Coordinating Multiple States¶
AppStateGroup coordinates batch updates across multiple SimpleAppState and RefAppState instances.
When any member of the group calls batch, all members are batched together as a unit. UI listeners and state listeners are notified only once across the entire group.
The problem AppStateGroup solves¶
In larger applications, state is often split across multiple instances:
final appState = SimpleAppState();
final refState = RefAppState();
When updating both in response to a single user action, calling batch on one instance does not affect the other:
appState.batch(() {
valueSlot.set(42);
refSlot.set(newObject); // refState is not batching — notifies immediately
});
This causes UI listeners registered on refState to fire during the batch, breaking the “one action, one notification” guarantee.
AppStateGroup solves this by coordinating batch across all members.
Creating a group¶
Pass state instances to the AppStateGroup constructor:
final appState = SimpleAppState();
final refState = RefAppState();
final group = AppStateGroup([appState, refState]);
Or add them later:
final group = AppStateGroup();
appState.joinGroup(group);
refState.joinGroup(group);
Both styles produce the same result.
Batching across the group¶
Once states are in a group, calling batch on any member batches all members together:
appState.batch(() {
valueSlot.set(42);
refSlot.set(newObject);
});
// UI listeners on both appState and refState are notified once,
// after the batch completes.
You can also call batch directly on the group:
group.batch(() {
valueSlot.set(42);
refSlot.set(newObject);
});
Both forms are equivalent.
Subscriber ID deduplication across states¶
A widget may subscribe to slots from multiple states using the same subscriber ID.
This is common when a SlotStatefulWidget watches slots from both SimpleAppState and RefAppState.
Without a group, the widget’s rebuild callback would be triggered once per state.
With a group, the callback is triggered only once across all states, regardless of how many members are involved.
appState.addUIListener(valueSlot, 'widget_1', () => setState(() {}));
refState.addUIListener(refSlot, 'widget_1', () => setState(() {}));
group.batch(() {
valueSlot.set(42);
refSlot.set(newObject);
});
// setState is called only once, not twice.
Leaving a group¶
A state can leave its group at any time:
appState.leaveGroup();
After leaving, appState resumes independent batch processing.
The group continues to coordinate the remaining members.
Nested batches are safe¶
Nested calls to batch within a group behave correctly.
Only the outermost batch flushes notifications:
group.batch(() {
group.batch(() {
valueSlot.set(1);
});
valueSlot.set(2); // still inside the outer batch
});
// Notifications are flushed once, after the outer batch completes.
State listener behavior¶
Each member’s state listener is called independently after the batch completes.

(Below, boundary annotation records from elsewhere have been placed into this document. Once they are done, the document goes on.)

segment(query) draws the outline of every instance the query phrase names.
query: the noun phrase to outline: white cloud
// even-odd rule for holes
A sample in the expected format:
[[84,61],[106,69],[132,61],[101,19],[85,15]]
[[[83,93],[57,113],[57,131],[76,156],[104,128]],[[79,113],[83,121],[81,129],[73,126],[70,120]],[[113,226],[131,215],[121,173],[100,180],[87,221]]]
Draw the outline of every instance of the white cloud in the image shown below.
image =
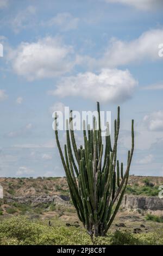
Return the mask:
[[8,6],[8,0],[0,0],[0,9],[5,8]]
[[26,166],[21,166],[18,170],[16,172],[16,174],[17,175],[30,175],[34,173],[34,170],[27,167]]
[[5,135],[9,138],[15,138],[17,137],[26,136],[31,133],[31,130],[33,126],[32,124],[27,124],[17,131],[11,131]]
[[71,46],[58,37],[46,37],[36,42],[22,42],[8,58],[13,70],[28,80],[53,77],[70,71],[74,63],[70,60]]
[[143,121],[151,131],[163,131],[163,111],[154,112],[145,115]]
[[58,26],[62,31],[69,31],[77,28],[79,21],[78,18],[73,17],[69,13],[61,13],[52,18],[46,24],[48,26]]
[[140,164],[147,164],[147,163],[150,163],[153,160],[154,156],[152,154],[148,155],[147,156],[145,156],[143,159],[141,159],[137,161],[137,163]]
[[110,40],[103,57],[95,65],[114,67],[134,62],[161,60],[159,56],[159,45],[163,42],[163,29],[152,29],[139,38],[127,42],[115,38]]
[[16,103],[18,105],[21,105],[23,102],[23,99],[22,97],[18,97],[16,100]]
[[4,90],[0,89],[0,101],[6,100],[7,97],[8,95],[5,94],[5,91]]
[[119,3],[143,10],[153,10],[163,7],[162,0],[105,0],[108,3]]
[[51,114],[55,111],[61,111],[64,113],[65,105],[62,102],[55,102],[53,106],[49,107],[49,111]]
[[122,102],[130,98],[137,82],[127,70],[103,69],[96,74],[86,72],[64,78],[49,94],[65,97],[82,96],[86,99]]
[[35,7],[28,6],[25,10],[21,10],[10,21],[11,27],[15,33],[18,33],[21,30],[31,26],[34,26],[32,17],[35,14]]
[[163,89],[163,83],[151,84],[150,86],[143,87],[142,89],[147,90],[162,90]]
[[40,144],[34,144],[34,143],[28,143],[28,144],[19,144],[14,145],[13,147],[15,148],[27,148],[27,149],[34,149],[34,148],[55,148],[55,141],[51,140],[48,141],[45,143]]
[[48,154],[43,154],[42,156],[42,158],[45,160],[51,160],[52,159],[52,156]]

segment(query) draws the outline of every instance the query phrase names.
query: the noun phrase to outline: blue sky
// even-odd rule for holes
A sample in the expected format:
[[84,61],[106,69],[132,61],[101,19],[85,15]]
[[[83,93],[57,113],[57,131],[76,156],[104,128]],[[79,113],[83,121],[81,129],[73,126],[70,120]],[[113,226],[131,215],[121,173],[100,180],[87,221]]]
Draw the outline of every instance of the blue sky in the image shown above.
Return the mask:
[[124,162],[135,120],[130,173],[162,175],[162,10],[161,0],[0,0],[1,176],[64,175],[52,112],[97,100],[112,120],[121,106]]

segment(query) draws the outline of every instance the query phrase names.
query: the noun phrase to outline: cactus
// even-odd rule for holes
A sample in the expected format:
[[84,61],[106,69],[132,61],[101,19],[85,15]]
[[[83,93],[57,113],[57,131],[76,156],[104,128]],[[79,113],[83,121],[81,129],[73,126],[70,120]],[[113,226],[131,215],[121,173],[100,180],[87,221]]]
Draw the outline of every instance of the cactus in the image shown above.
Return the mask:
[[97,120],[94,117],[93,128],[91,130],[88,125],[87,133],[85,121],[83,121],[84,147],[81,145],[79,149],[76,143],[71,111],[69,121],[66,120],[65,157],[58,138],[57,113],[55,115],[57,144],[72,201],[79,219],[91,237],[106,234],[119,209],[128,180],[134,147],[134,120],[131,122],[131,149],[128,151],[127,167],[123,172],[123,163],[121,163],[120,168],[119,161],[117,160],[120,110],[118,107],[112,148],[107,124],[104,152],[99,102],[97,102],[98,128],[97,129]]

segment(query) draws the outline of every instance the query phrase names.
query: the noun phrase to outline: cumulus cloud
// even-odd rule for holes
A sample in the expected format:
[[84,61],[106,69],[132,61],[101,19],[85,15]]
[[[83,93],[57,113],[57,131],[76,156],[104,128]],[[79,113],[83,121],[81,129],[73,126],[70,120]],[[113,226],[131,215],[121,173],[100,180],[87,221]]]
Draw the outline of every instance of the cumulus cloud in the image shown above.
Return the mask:
[[8,6],[9,0],[0,0],[0,9],[3,9]]
[[29,136],[31,134],[32,129],[33,126],[29,123],[25,126],[21,127],[17,131],[11,131],[5,135],[5,137],[8,138],[15,138],[17,137],[22,137]]
[[28,6],[26,9],[19,12],[16,17],[10,21],[14,32],[18,33],[21,30],[33,26],[32,17],[35,13],[36,8],[32,5]]
[[143,10],[163,7],[162,0],[105,0],[107,3],[118,3]]
[[151,131],[163,131],[163,111],[160,110],[146,115],[143,122]]
[[20,148],[21,149],[34,149],[34,148],[55,148],[55,142],[53,139],[48,141],[45,143],[40,144],[17,144],[13,146],[14,148]]
[[153,160],[154,156],[152,154],[148,155],[140,160],[137,161],[137,163],[140,164],[146,164],[150,163]]
[[163,89],[163,82],[160,83],[156,83],[154,84],[151,84],[150,86],[146,86],[143,87],[143,90],[162,90]]
[[8,58],[17,75],[34,80],[54,77],[70,71],[72,48],[63,44],[58,37],[46,37],[36,42],[22,42]]
[[23,99],[22,97],[18,97],[16,100],[16,103],[18,105],[21,105],[23,102]]
[[62,31],[69,31],[77,28],[79,21],[79,18],[73,17],[69,13],[61,13],[47,21],[46,25],[58,26]]
[[113,38],[103,56],[96,63],[103,67],[114,67],[147,59],[162,59],[159,45],[163,42],[163,29],[152,29],[130,41]]
[[53,105],[49,107],[49,111],[51,114],[55,111],[61,111],[64,113],[65,110],[65,105],[62,102],[55,102]]
[[82,96],[93,100],[123,102],[130,98],[137,82],[129,71],[103,69],[98,74],[79,73],[64,78],[57,89],[48,92],[55,96]]
[[51,160],[51,159],[52,159],[52,156],[51,155],[48,154],[43,154],[42,156],[42,158],[45,160]]
[[0,89],[0,101],[2,101],[4,100],[6,100],[8,97],[8,95],[5,93],[4,90]]
[[34,170],[26,166],[21,166],[19,167],[18,170],[16,172],[16,174],[17,175],[30,175],[34,173]]

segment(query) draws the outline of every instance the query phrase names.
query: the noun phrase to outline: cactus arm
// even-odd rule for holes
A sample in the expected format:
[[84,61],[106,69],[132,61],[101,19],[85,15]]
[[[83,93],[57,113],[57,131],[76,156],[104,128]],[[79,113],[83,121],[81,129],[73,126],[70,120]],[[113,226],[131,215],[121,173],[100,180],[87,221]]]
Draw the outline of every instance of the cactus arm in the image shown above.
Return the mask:
[[70,111],[70,134],[71,134],[71,141],[72,143],[72,147],[73,147],[73,151],[74,151],[74,155],[76,158],[76,160],[79,165],[80,159],[79,159],[79,156],[78,152],[78,149],[77,149],[77,144],[76,142],[74,135],[72,110]]

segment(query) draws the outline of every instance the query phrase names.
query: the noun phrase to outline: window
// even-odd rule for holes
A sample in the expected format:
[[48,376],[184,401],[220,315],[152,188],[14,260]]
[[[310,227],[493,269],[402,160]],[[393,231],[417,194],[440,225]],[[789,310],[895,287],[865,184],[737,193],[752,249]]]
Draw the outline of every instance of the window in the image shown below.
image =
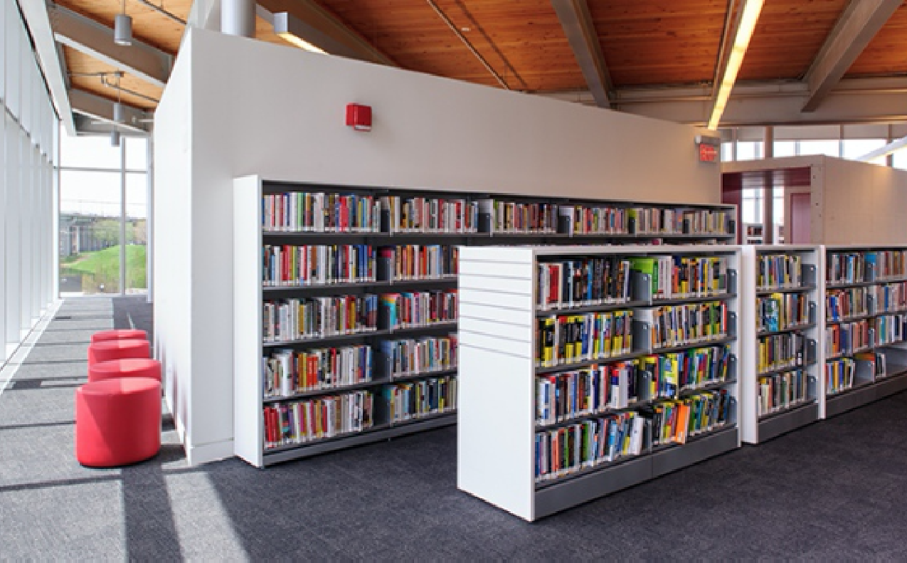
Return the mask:
[[147,291],[147,150],[144,138],[61,134],[62,295]]

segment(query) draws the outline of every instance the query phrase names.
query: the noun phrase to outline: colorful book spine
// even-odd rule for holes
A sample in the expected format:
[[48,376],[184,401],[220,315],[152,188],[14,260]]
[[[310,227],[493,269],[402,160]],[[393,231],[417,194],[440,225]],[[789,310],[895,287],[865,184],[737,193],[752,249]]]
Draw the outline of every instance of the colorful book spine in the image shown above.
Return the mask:
[[377,330],[377,295],[341,295],[265,301],[265,342],[356,334]]
[[383,392],[392,423],[456,409],[456,378],[452,376],[385,385]]
[[354,391],[265,407],[265,449],[297,445],[372,428],[374,395]]
[[261,361],[266,399],[372,380],[372,348],[366,345],[277,350]]
[[383,341],[381,352],[391,377],[413,376],[456,369],[456,334]]
[[556,367],[630,353],[633,314],[628,310],[538,319],[536,364]]
[[536,482],[639,455],[647,446],[645,424],[639,413],[630,411],[536,432]]

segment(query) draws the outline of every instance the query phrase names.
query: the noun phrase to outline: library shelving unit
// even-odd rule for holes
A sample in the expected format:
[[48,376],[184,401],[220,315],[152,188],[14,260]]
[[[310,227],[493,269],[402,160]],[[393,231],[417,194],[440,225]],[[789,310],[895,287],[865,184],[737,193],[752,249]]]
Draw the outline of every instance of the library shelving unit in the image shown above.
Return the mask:
[[[887,252],[888,258],[883,253]],[[894,256],[894,254],[898,254]],[[874,260],[867,261],[867,254]],[[907,246],[825,246],[825,335],[820,341],[824,360],[825,397],[822,418],[832,417],[907,389]],[[843,294],[842,294],[843,293]],[[855,305],[833,307],[832,300],[855,298]],[[860,300],[863,300],[860,302]],[[853,300],[851,299],[851,302]],[[839,331],[866,323],[868,341],[836,348]],[[896,325],[896,326],[895,326]],[[884,337],[881,332],[886,332]],[[890,338],[893,335],[893,338]],[[880,358],[879,355],[883,356]],[[836,361],[853,362],[851,376],[835,374]],[[837,385],[835,385],[837,383]]]
[[821,253],[818,245],[742,249],[742,441],[763,442],[819,419]]
[[[300,194],[324,194],[323,200],[317,203],[317,212],[312,207],[316,203]],[[355,209],[345,207],[347,202],[344,197],[351,198],[349,205],[356,206]],[[354,197],[363,200],[354,200]],[[394,197],[404,202],[402,207],[394,208],[396,212],[377,203],[382,198]],[[415,202],[414,198],[424,198],[424,201],[419,200],[417,205],[414,202],[407,207],[409,204],[406,202]],[[363,201],[370,202],[363,204]],[[444,202],[453,206],[444,207]],[[372,204],[375,206],[369,207]],[[283,206],[283,211],[280,206]],[[275,273],[265,271],[268,256],[263,249],[273,251],[275,247],[283,245],[361,245],[374,249],[397,245],[439,245],[447,248],[453,254],[454,249],[488,244],[677,242],[720,245],[732,242],[736,237],[732,219],[735,212],[733,205],[540,198],[272,182],[259,176],[238,178],[234,181],[235,452],[249,463],[263,467],[456,422],[456,366],[448,364],[442,370],[429,371],[395,371],[391,367],[393,360],[384,350],[389,341],[398,339],[448,336],[455,339],[455,318],[425,326],[395,324],[392,327],[383,304],[379,304],[377,322],[368,326],[368,330],[351,333],[344,331],[327,336],[317,331],[305,337],[297,335],[281,339],[272,338],[273,335],[268,332],[270,325],[279,324],[281,313],[279,311],[266,311],[267,307],[279,310],[279,305],[271,303],[287,302],[288,300],[336,296],[361,298],[395,292],[454,292],[457,288],[455,272],[395,277],[390,272],[399,268],[395,260],[376,252],[374,269],[371,272],[367,267],[364,269],[367,275],[346,276],[341,282],[327,283],[303,283],[293,278],[291,283],[286,283],[281,270],[281,273],[277,274],[280,277],[278,282],[266,283],[268,276],[274,277]],[[334,224],[331,222],[333,220],[321,220],[322,213],[325,217],[342,215],[348,221],[342,219],[339,225]],[[293,215],[290,221],[298,220],[306,224],[303,228],[288,228],[275,219],[278,216],[278,219],[288,219],[288,215]],[[319,219],[313,219],[316,215]],[[400,226],[414,224],[418,221],[423,222],[422,228]],[[342,222],[346,222],[344,224]],[[441,222],[444,222],[446,226]],[[664,226],[668,223],[669,228]],[[448,258],[451,254],[447,255]],[[363,269],[362,262],[358,262],[361,258],[339,260],[341,262],[348,260]],[[285,258],[279,262],[281,269],[287,267],[286,262]],[[269,263],[268,268],[275,267],[274,262]],[[455,307],[454,298],[454,311]],[[297,310],[295,301],[292,308]],[[293,313],[289,314],[292,317]],[[285,324],[298,322],[293,319],[284,319],[283,321]],[[286,367],[297,361],[297,359],[304,352],[330,347],[359,347],[355,353],[366,355],[357,367],[370,367],[370,377],[363,377],[361,371],[356,371],[354,380],[341,377],[329,386],[317,385],[300,390],[296,381],[290,389],[275,390],[268,388],[274,378],[273,373],[268,371],[273,369],[269,361],[275,361],[276,354],[290,358],[287,361],[289,363],[281,364]],[[362,351],[366,348],[367,351]],[[455,364],[456,356],[455,352],[452,354],[453,364]],[[299,369],[297,368],[297,370]],[[413,401],[422,405],[419,416],[405,417],[405,420],[399,420],[399,413],[394,416],[396,410],[386,396],[388,388],[409,383],[418,387],[439,378],[450,378],[444,380],[444,388],[414,389],[413,392],[416,393],[415,396],[406,396],[405,400],[410,406]],[[292,378],[290,380],[293,380]],[[345,384],[337,386],[337,380],[343,380]],[[438,393],[442,391],[446,393],[447,398],[443,410],[438,399]],[[357,393],[357,396],[346,398],[350,393]],[[329,409],[324,405],[321,407],[327,410],[337,410],[336,411],[341,417],[352,416],[353,422],[348,428],[343,428],[342,432],[319,433],[316,426],[319,422],[330,425],[331,420],[321,420],[317,411],[304,410],[299,406],[299,403],[307,403],[305,409],[308,409],[307,402],[318,400],[334,401]],[[337,403],[343,404],[337,406]],[[294,409],[297,410],[294,412]],[[277,418],[268,420],[272,415]],[[313,417],[317,419],[314,422],[310,420]],[[312,426],[309,428],[307,425]],[[275,427],[278,429],[277,437],[269,434]],[[307,433],[305,440],[298,438],[297,431],[300,430]],[[313,431],[316,438],[312,438]]]
[[[661,293],[656,287],[666,282],[666,270],[647,272],[637,268],[636,261],[647,257],[668,262],[711,260],[722,264],[723,273],[720,282],[704,291],[693,291],[685,285],[682,293]],[[460,258],[457,486],[461,490],[532,521],[739,447],[740,247],[485,246],[463,248]],[[551,264],[599,258],[633,263],[629,291],[622,297],[593,300],[591,304],[575,301],[578,306],[563,302],[553,309],[542,304],[543,296],[551,294],[553,282],[543,282]],[[569,271],[575,271],[575,263]],[[678,279],[670,273],[670,264],[667,272],[667,282]],[[660,282],[653,283],[655,275],[660,275]],[[668,329],[677,340],[665,345],[659,327],[667,326],[667,317],[658,311],[681,310],[693,311],[678,317],[684,319],[678,326],[688,331],[686,339]],[[697,311],[717,312],[715,316],[704,312],[697,317],[703,320],[697,323],[693,320]],[[609,319],[613,315],[614,325],[587,320],[585,329],[571,332],[577,317],[590,313]],[[602,345],[593,342],[599,342],[601,334],[618,338],[619,328],[610,333],[602,327],[619,327],[619,317],[632,319],[631,341],[604,344],[611,353],[602,357],[596,351]],[[707,328],[707,318],[719,322],[720,330],[718,325]],[[580,318],[579,323],[582,322]],[[552,332],[552,326],[562,328]],[[580,347],[573,352],[571,339]],[[575,361],[559,361],[562,350]],[[577,356],[577,350],[587,355]],[[716,351],[716,364],[708,363],[713,359],[707,356],[708,350]],[[684,364],[685,357],[707,360]],[[677,363],[670,363],[672,358]],[[693,375],[684,365],[699,366],[701,371]],[[717,367],[714,371],[712,365]],[[672,375],[662,371],[662,366]],[[607,373],[601,380],[610,381],[610,386],[590,382],[595,375],[580,383],[590,372]],[[574,380],[573,387],[567,387],[572,373],[583,375]],[[560,378],[566,378],[565,387],[559,387]],[[550,394],[554,391],[549,384],[558,388],[559,394]],[[571,404],[573,393],[585,397],[574,407],[585,408],[562,410]],[[677,418],[668,412],[678,413]],[[678,423],[678,420],[688,424]],[[620,426],[628,420],[629,426]],[[568,437],[567,441],[555,442],[561,436]],[[577,437],[588,441],[569,454],[551,453],[556,444],[574,443],[570,440]],[[596,443],[599,449],[592,446]],[[555,459],[561,466],[557,471],[553,471]]]

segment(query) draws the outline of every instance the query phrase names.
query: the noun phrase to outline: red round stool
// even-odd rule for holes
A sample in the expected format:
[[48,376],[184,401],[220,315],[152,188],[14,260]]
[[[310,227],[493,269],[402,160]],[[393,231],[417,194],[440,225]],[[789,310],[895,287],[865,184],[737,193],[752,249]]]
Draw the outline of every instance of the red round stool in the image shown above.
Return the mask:
[[153,457],[161,449],[161,383],[120,378],[75,391],[75,458],[109,468]]
[[151,347],[148,341],[103,341],[88,345],[89,369],[99,361],[151,357]]
[[99,361],[88,367],[88,381],[118,377],[145,377],[161,381],[161,362],[151,358],[125,358]]
[[148,333],[139,329],[112,329],[98,331],[92,335],[93,342],[106,341],[147,341]]

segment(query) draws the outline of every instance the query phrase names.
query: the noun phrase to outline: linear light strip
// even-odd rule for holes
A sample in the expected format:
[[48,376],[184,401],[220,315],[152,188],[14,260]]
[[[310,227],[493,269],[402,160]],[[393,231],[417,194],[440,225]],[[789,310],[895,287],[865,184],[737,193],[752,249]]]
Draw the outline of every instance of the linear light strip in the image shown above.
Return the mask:
[[727,64],[725,67],[725,74],[721,79],[721,86],[718,94],[715,97],[715,105],[712,107],[712,116],[708,120],[708,128],[715,131],[718,128],[718,122],[725,113],[727,105],[727,99],[734,89],[736,82],[737,73],[740,72],[740,65],[743,64],[743,56],[749,47],[749,41],[753,38],[753,32],[756,30],[756,23],[762,13],[762,6],[765,0],[746,0],[743,7],[743,15],[740,18],[740,25],[737,27],[736,35],[734,37],[734,46],[731,48],[730,55],[727,57]]

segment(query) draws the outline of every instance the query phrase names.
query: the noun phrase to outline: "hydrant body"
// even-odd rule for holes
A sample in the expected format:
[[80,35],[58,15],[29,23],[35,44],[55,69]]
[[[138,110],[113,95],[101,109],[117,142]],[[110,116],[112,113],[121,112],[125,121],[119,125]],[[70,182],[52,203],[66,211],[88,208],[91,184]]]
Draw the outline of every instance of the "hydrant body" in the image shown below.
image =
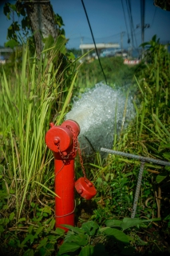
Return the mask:
[[62,224],[74,226],[74,158],[80,127],[73,120],[50,126],[45,143],[54,156],[56,227],[63,228]]

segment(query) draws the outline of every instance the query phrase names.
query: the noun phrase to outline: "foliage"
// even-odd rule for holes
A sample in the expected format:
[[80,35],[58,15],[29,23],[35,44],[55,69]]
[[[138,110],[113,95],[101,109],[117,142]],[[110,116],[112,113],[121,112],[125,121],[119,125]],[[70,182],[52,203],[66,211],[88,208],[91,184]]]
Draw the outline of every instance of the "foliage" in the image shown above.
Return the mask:
[[[32,50],[34,49],[34,32],[31,29],[31,23],[27,15],[27,9],[31,8],[28,2],[17,1],[15,4],[6,2],[3,7],[4,14],[10,20],[12,23],[8,28],[7,39],[9,42],[6,43],[6,46],[13,48],[18,45],[26,43],[27,40],[30,41],[30,47]],[[14,21],[12,17],[14,14],[21,18],[21,22]],[[57,26],[58,34],[65,37],[65,30],[63,29],[64,22],[62,18],[59,14],[54,15],[54,23]]]

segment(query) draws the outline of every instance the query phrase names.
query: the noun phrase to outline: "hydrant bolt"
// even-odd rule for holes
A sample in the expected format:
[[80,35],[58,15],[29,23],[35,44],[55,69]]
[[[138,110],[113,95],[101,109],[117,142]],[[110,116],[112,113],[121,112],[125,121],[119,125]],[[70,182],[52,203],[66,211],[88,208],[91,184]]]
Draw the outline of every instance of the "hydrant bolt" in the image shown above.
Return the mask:
[[54,139],[53,139],[53,142],[54,142],[54,144],[59,143],[60,142],[60,138],[55,137]]

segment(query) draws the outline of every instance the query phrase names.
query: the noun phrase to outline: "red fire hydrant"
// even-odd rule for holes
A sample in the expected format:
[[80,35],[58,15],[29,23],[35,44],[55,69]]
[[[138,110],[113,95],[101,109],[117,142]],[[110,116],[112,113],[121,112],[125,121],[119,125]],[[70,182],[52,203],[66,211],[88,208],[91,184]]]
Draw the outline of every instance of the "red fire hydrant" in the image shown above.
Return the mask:
[[80,133],[77,122],[66,120],[61,126],[52,122],[50,127],[45,134],[45,143],[54,156],[55,193],[57,195],[55,197],[56,227],[65,229],[61,225],[74,226],[74,186],[78,194],[87,200],[91,199],[97,190],[86,178],[85,170],[84,178],[75,183],[74,158],[79,148],[77,136]]

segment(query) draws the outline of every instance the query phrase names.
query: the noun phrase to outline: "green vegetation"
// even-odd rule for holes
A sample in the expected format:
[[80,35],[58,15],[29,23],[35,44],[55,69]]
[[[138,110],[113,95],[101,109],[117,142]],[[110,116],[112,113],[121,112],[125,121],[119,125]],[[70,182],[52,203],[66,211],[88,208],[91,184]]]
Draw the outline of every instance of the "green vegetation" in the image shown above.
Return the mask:
[[[60,40],[47,40],[40,59],[25,46],[18,61],[0,67],[1,255],[168,254],[170,168],[145,163],[131,219],[140,162],[120,156],[85,158],[97,194],[90,202],[77,196],[76,226],[67,226],[67,234],[55,229],[53,159],[45,134],[50,122],[61,123],[72,95],[104,80],[97,61],[80,65]],[[147,44],[147,64],[101,60],[112,86],[135,86],[136,120],[115,136],[113,148],[169,161],[170,56],[156,37]],[[76,159],[77,176],[80,166]]]

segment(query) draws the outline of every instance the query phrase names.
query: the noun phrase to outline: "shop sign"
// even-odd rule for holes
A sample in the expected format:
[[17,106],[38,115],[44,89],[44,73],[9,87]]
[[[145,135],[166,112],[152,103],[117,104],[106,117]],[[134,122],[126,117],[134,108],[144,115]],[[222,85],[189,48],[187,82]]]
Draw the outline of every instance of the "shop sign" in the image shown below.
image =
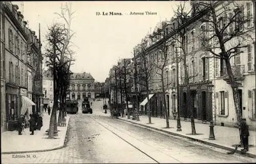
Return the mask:
[[27,96],[27,89],[20,88],[20,96]]

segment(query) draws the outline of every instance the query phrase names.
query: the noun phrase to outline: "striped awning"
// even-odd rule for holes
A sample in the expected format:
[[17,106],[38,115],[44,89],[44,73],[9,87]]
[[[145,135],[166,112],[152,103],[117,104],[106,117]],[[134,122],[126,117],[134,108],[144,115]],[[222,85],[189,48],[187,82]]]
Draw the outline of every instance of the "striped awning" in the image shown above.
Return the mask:
[[28,107],[31,105],[35,105],[35,104],[31,100],[29,99],[26,96],[22,96],[22,109],[20,110],[20,114],[24,115],[28,109]]
[[[151,98],[154,96],[154,94],[150,94],[148,95],[148,97],[149,97],[149,99],[150,100],[150,99],[151,99]],[[145,105],[146,105],[146,104],[147,103],[147,97],[145,98],[145,99],[144,99],[144,100],[140,103],[140,105],[142,105],[142,106],[145,106]]]

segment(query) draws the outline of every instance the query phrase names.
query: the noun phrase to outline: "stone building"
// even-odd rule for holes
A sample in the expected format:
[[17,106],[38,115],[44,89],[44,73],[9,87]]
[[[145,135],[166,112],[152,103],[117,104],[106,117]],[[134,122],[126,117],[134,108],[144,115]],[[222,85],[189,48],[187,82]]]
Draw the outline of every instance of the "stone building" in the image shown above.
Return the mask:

appState.setStateListener((_) => fsm.push(appState));
refState.setStateListener((_) => fsm.push(refState));
group.batch(() {
valueSlot.set(42);
refSlot.set(newObject);
});
// Both listeners are called once each, after the batch.
Summary¶
AppStateGroup:
coordinates batch updates across multiple state instances
notifies each subscriber ID at most once per batch, across all members
supports any mix of SimpleAppState and RefAppState
preserves nested batch safety
allows states to join or leave the group at any time
Use AppStateGroup when a single user action updates slots from multiple state instances.